According to WebMD, an eye burn can result in long-term vision problems or eye damage. However, you can reduce this risk with quick and appropriate action in response to the burn. 1

1. Rinse your eyes

Do this as soon as you can, and continue for 15 to 20 minutes. Your workplace may have eyewash stations available, or you can use an eyewash kit or saline solution if you happen to have either handy. 

If not, head to the nearest sink or shower and pour the water over the bridge of your nose. Depending on which way you move your head, it will run into either or both eyes. You can also dunk your entire face into a pan or sink filled with water. 

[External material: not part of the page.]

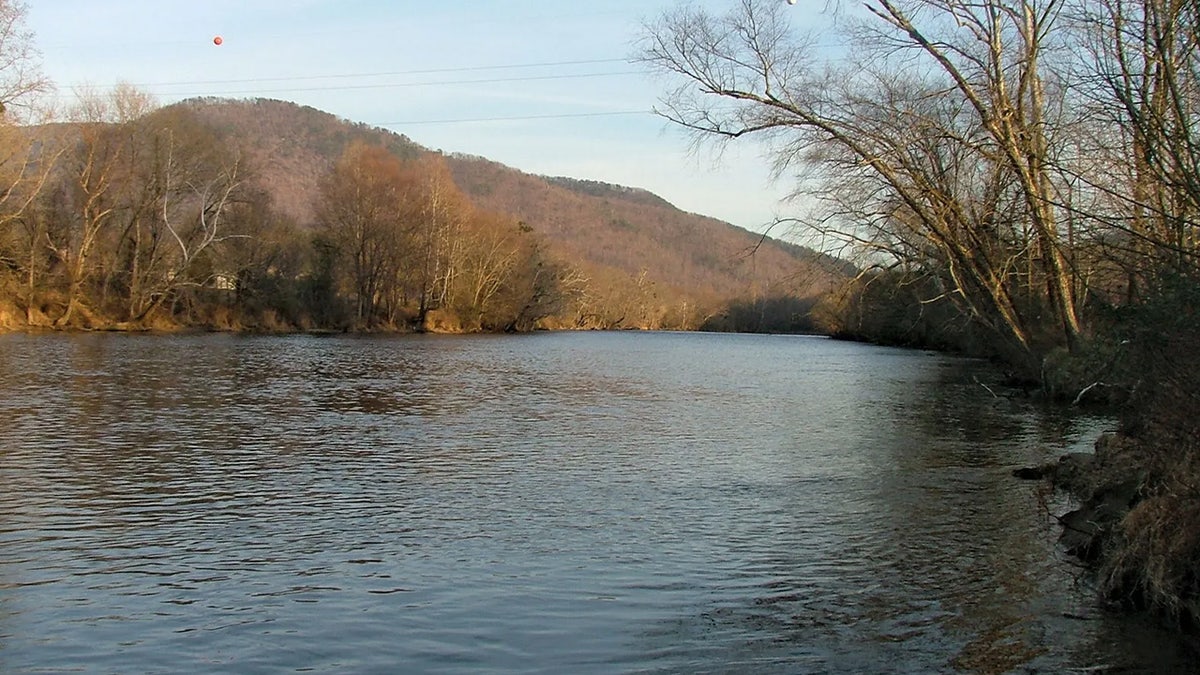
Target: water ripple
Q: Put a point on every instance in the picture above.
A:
(543, 503)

2. Watch the water temperature

Warm or hot water may make matters worse. Ensure the temperature of the water is cool before you start rinsing. 

3. Be aware of blinking

As you rinse your eyes, you should make a conscious effort to blink them. This helps to force the water into every part of your eye so that you get a thorough rinsing. If something prevents you from blinking, you can use your fingers to lift your eyelids manually. Your instinctive response to the pain may be to keep your eyes closed, but that can actually worsen the damage. 

You should also know that blinking is your normal response to an eye injury. This means that the burn may also affect your eyelid(s). 

4. Wait to remove contacts

Rinsing your eyes after a burn should be your first course of action. If you wear contact lenses, remove them while you are rinsing your eyes. Do not remove the contacts first and then start rinsing. 

The information in this article is not intended as legal advice but provided for educational purposes only.